I lit up with glee! Processing extremely large datasets is one of my many grab-bags (folks might remember the time I almost melted my CPU doing OCR to convert the massive Fauci FOIA into searchable text).
11 million records will cause most spreadsheet programs to perform horribly or just tip-over entirely. LibreOffice Calc (above) only partially loads the dataset and throws an error (LibreOffice Calc’s maximum row count is just over a million at 1,048,576).
This isn’t the first time I had encountered this.
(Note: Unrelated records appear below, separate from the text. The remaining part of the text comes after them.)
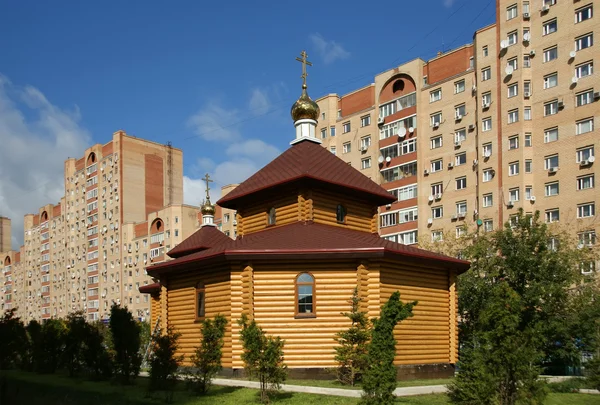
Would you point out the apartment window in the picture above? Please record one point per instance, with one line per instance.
(586, 210)
(551, 135)
(435, 119)
(583, 13)
(550, 54)
(552, 215)
(511, 12)
(584, 97)
(436, 142)
(488, 175)
(488, 200)
(487, 150)
(551, 108)
(436, 165)
(486, 124)
(551, 189)
(585, 69)
(585, 182)
(584, 126)
(551, 162)
(459, 86)
(513, 37)
(365, 163)
(584, 41)
(435, 95)
(549, 27)
(584, 154)
(486, 74)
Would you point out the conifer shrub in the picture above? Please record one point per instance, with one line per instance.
(262, 357)
(379, 378)
(207, 357)
(351, 354)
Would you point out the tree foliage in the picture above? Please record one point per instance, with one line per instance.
(262, 357)
(125, 334)
(351, 354)
(379, 379)
(207, 357)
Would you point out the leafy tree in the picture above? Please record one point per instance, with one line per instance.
(379, 379)
(13, 339)
(125, 333)
(351, 354)
(207, 358)
(164, 363)
(516, 309)
(263, 357)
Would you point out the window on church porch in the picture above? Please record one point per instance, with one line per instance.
(340, 214)
(200, 301)
(272, 216)
(305, 288)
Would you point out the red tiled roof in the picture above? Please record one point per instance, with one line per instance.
(307, 240)
(308, 160)
(204, 238)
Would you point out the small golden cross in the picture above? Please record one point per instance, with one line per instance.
(304, 63)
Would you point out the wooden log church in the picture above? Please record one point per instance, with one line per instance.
(307, 236)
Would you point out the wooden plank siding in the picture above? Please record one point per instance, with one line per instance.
(426, 338)
(181, 302)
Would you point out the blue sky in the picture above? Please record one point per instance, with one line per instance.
(216, 79)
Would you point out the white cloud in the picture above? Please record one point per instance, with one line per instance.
(35, 137)
(330, 51)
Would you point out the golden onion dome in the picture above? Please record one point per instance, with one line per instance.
(305, 107)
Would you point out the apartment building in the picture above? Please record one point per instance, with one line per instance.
(467, 138)
(122, 209)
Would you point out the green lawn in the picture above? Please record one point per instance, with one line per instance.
(34, 389)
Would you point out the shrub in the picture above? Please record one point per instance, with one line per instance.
(125, 334)
(379, 379)
(263, 357)
(207, 358)
(351, 354)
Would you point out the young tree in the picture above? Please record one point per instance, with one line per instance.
(516, 308)
(125, 333)
(164, 363)
(379, 379)
(263, 357)
(351, 354)
(207, 358)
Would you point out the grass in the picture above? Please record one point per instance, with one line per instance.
(33, 389)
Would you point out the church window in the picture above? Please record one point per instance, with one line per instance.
(341, 213)
(305, 289)
(272, 219)
(200, 301)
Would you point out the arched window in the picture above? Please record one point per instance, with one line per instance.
(305, 295)
(340, 213)
(200, 301)
(272, 216)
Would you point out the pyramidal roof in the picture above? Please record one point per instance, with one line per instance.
(308, 160)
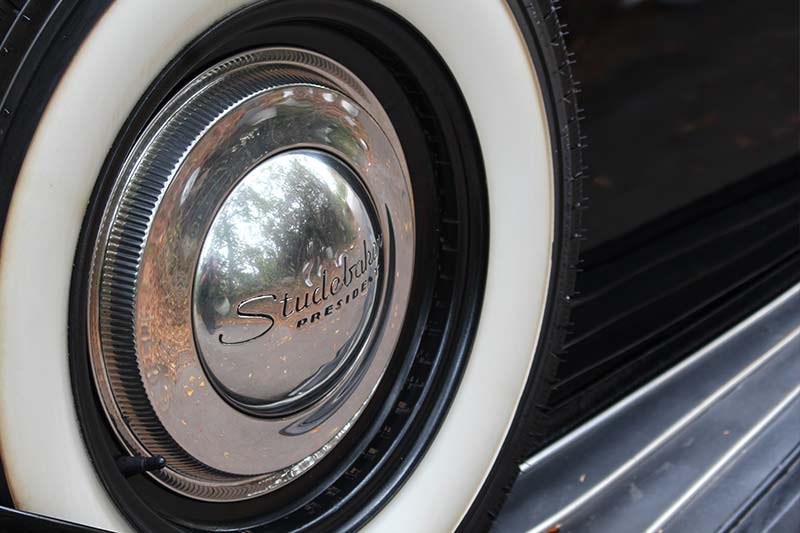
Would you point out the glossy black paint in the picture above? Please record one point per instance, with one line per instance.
(693, 127)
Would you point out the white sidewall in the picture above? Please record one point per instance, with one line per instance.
(44, 456)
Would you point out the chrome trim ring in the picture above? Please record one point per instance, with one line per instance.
(176, 370)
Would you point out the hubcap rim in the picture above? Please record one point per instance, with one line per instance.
(285, 285)
(176, 343)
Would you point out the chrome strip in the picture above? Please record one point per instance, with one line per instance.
(665, 436)
(680, 368)
(658, 524)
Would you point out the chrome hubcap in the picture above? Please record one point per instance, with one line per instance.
(285, 286)
(252, 273)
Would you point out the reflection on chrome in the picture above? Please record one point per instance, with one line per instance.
(252, 274)
(285, 283)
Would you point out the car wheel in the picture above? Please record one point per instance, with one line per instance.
(282, 265)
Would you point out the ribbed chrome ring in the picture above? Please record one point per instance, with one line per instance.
(251, 274)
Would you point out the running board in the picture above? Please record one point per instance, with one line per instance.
(689, 451)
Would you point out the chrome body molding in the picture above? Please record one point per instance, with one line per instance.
(252, 273)
(655, 460)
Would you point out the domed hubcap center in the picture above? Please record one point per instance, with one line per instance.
(284, 290)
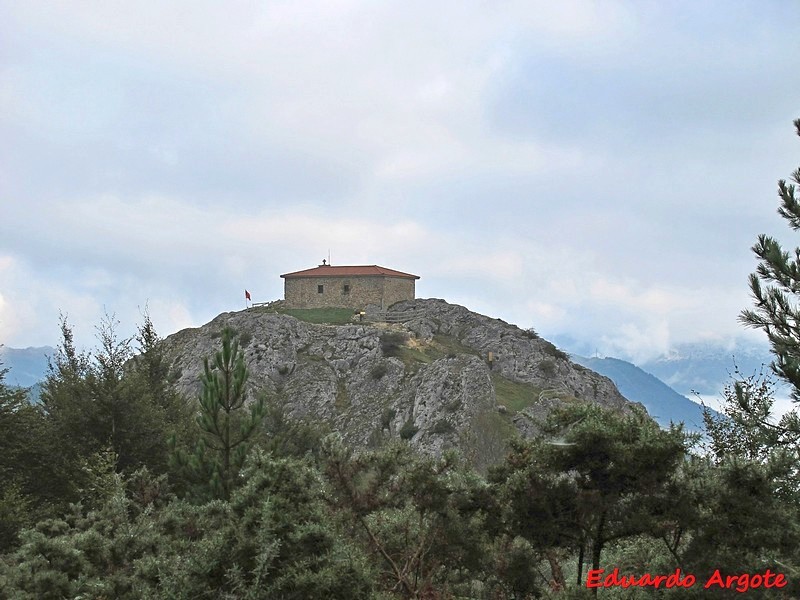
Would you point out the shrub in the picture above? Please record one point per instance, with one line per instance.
(386, 418)
(379, 371)
(551, 350)
(391, 342)
(548, 367)
(408, 430)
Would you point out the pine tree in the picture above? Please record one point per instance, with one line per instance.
(228, 429)
(775, 287)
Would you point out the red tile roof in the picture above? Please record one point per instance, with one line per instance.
(351, 271)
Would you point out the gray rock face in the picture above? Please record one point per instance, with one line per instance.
(427, 379)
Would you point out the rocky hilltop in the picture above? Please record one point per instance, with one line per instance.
(429, 377)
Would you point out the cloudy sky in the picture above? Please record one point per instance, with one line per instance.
(590, 169)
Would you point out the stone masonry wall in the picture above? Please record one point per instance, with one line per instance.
(303, 292)
(397, 289)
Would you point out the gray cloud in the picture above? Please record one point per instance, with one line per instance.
(589, 169)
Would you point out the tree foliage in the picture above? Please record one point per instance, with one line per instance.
(228, 426)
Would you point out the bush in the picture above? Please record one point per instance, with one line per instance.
(408, 430)
(551, 350)
(378, 371)
(386, 418)
(391, 342)
(548, 367)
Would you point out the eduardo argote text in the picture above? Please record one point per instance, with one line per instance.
(598, 578)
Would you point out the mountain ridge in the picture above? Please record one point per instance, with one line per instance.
(429, 379)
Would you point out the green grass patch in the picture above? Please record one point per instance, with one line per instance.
(514, 395)
(442, 346)
(326, 316)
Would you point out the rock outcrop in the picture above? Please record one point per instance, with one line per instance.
(429, 378)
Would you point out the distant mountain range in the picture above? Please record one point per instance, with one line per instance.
(661, 385)
(663, 403)
(26, 366)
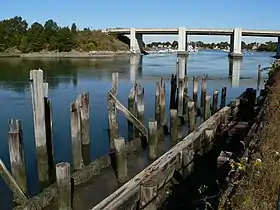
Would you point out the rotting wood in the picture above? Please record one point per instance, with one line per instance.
(37, 94)
(76, 137)
(121, 160)
(129, 115)
(63, 181)
(132, 188)
(17, 157)
(20, 196)
(147, 195)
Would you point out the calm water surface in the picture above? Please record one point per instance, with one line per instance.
(69, 77)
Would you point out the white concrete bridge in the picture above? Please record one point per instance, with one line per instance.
(136, 36)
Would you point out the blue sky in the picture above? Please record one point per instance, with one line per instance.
(255, 14)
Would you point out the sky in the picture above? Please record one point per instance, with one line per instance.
(98, 14)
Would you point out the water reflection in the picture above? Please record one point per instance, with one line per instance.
(234, 71)
(135, 67)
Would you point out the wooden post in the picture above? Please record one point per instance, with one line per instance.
(140, 107)
(75, 123)
(203, 93)
(148, 193)
(85, 127)
(49, 133)
(152, 139)
(215, 101)
(191, 116)
(259, 76)
(173, 91)
(121, 161)
(16, 151)
(131, 102)
(63, 181)
(37, 94)
(207, 110)
(112, 121)
(195, 90)
(173, 125)
(223, 97)
(19, 195)
(180, 97)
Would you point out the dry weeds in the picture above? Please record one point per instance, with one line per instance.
(259, 188)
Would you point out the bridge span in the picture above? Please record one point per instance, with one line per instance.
(136, 36)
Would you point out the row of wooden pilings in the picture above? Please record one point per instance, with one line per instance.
(182, 109)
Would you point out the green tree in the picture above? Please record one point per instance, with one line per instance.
(65, 40)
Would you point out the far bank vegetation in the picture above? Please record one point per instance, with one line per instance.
(16, 36)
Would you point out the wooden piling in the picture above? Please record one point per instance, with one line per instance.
(191, 117)
(148, 193)
(223, 97)
(203, 93)
(131, 102)
(215, 101)
(75, 124)
(63, 181)
(152, 139)
(85, 127)
(49, 133)
(195, 90)
(121, 160)
(173, 88)
(207, 110)
(16, 152)
(37, 94)
(173, 125)
(19, 196)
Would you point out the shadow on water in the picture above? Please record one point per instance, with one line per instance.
(68, 77)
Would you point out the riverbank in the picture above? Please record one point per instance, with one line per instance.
(259, 188)
(71, 54)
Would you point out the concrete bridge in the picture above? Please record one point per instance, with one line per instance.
(136, 37)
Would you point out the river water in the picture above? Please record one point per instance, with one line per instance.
(68, 77)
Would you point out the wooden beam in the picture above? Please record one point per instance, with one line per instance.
(131, 190)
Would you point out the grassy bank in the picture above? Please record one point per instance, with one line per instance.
(259, 187)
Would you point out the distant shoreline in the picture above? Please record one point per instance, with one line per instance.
(93, 54)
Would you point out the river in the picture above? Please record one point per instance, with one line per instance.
(68, 77)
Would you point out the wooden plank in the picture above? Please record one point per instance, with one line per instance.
(37, 94)
(132, 188)
(129, 115)
(12, 184)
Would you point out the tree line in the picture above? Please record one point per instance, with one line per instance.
(16, 35)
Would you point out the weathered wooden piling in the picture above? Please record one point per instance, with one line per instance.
(215, 101)
(121, 160)
(19, 196)
(85, 127)
(173, 87)
(131, 103)
(49, 132)
(195, 90)
(173, 125)
(152, 139)
(75, 124)
(63, 181)
(223, 97)
(191, 116)
(207, 105)
(203, 93)
(148, 191)
(37, 93)
(17, 157)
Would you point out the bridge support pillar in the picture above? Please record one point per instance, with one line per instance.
(278, 49)
(182, 42)
(235, 44)
(136, 41)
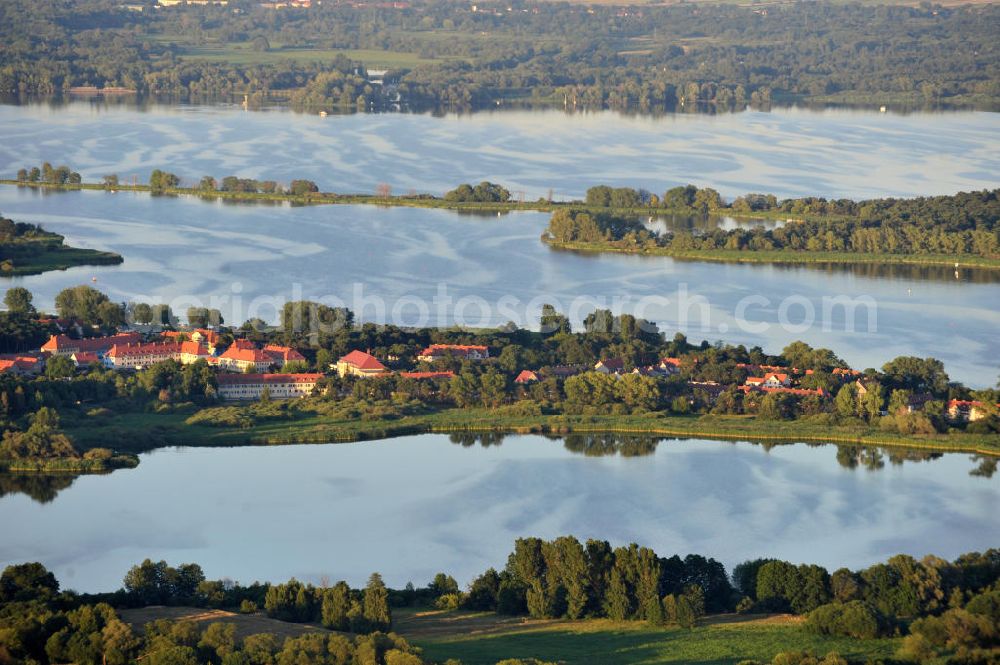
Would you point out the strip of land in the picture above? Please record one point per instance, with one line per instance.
(775, 256)
(138, 432)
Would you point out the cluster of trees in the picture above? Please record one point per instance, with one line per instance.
(484, 192)
(40, 624)
(944, 608)
(60, 175)
(718, 56)
(566, 578)
(967, 223)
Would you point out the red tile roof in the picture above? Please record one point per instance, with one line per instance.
(163, 348)
(237, 379)
(453, 349)
(58, 343)
(526, 376)
(285, 353)
(246, 355)
(427, 375)
(362, 360)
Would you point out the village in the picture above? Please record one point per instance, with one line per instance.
(248, 371)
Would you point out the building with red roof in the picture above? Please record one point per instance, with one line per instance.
(137, 356)
(239, 358)
(610, 366)
(427, 375)
(63, 345)
(282, 355)
(463, 351)
(360, 363)
(84, 359)
(278, 386)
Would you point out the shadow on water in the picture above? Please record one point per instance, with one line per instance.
(41, 488)
(868, 458)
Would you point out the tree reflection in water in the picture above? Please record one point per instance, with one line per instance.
(41, 488)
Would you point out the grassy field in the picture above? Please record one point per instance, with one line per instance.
(137, 432)
(484, 639)
(789, 256)
(243, 53)
(246, 624)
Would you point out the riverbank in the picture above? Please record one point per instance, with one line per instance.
(785, 256)
(141, 432)
(778, 257)
(60, 258)
(70, 466)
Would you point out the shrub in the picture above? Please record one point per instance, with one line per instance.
(854, 619)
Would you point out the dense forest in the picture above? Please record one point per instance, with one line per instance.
(967, 223)
(947, 610)
(458, 55)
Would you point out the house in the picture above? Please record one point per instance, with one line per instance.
(527, 376)
(278, 386)
(282, 355)
(967, 411)
(137, 356)
(85, 359)
(670, 366)
(240, 358)
(427, 375)
(21, 365)
(769, 380)
(63, 345)
(463, 351)
(209, 338)
(800, 392)
(610, 366)
(360, 363)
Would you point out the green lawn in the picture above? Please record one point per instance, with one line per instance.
(243, 53)
(135, 432)
(484, 639)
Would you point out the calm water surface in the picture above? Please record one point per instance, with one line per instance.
(385, 262)
(788, 152)
(414, 506)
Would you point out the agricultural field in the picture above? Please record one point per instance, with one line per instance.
(485, 638)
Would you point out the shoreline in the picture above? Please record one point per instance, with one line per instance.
(774, 257)
(171, 430)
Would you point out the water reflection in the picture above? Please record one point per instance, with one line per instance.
(41, 488)
(609, 444)
(701, 224)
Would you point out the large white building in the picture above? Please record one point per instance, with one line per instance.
(278, 386)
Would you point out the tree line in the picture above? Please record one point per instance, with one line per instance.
(946, 609)
(719, 57)
(962, 224)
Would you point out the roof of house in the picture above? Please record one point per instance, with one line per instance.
(427, 375)
(251, 355)
(163, 348)
(285, 353)
(93, 344)
(245, 379)
(85, 358)
(526, 376)
(452, 349)
(362, 360)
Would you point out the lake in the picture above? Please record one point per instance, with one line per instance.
(433, 267)
(411, 507)
(788, 151)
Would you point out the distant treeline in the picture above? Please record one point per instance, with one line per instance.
(962, 224)
(945, 609)
(451, 54)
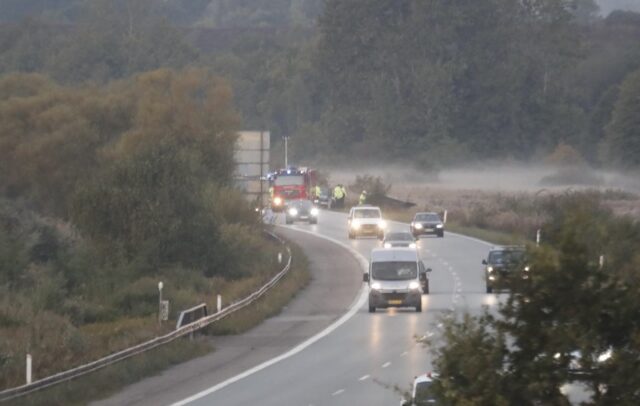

The NHS are notorious for using spreadsheets for large quantities of patient record data.
Fixing The Problem
Normally, what you’re supposed to do with such large datasets is use software and file formats designed for such things, such as SQL or SQLite.
As it so happens, behind the scenes, The Daily Beagle has been developing ‘MIMS’ (Minimal Information Management System), which makes use of SQLite. I still also had the CSV processing code from the time I stayed up until 3am to refute the CDC in order to produce a video showing a vast number of studies showing the harms with the shots.
Punching out some code using the software library I’ve made, I begun converting the CSV into an SQLite file (roughy 1.1 GB, approximately the same size as the .CSV file). A row level count confirming there are 11,028,372 records inserted.
Field titles translated using Google translate and spaces replaced with underscores to prevent typical SQLite issues with naming conventions. Other than that, no further changes were made.
Anomalies In The Dataset
First anomaly: the number of records (11,028,372) exceeds the total population count of Czech Republic.
Citing different sources:
Worldometers: 10,504,183
Countrymeters.info: 10,732,783
World Population Review: 10,503,912
According to the Czech government in 2022: 10,533,399
According to the Czech government’s real time tracker: 10,859,532 (accurate as of 19th June 2024 when above screenshot was taken)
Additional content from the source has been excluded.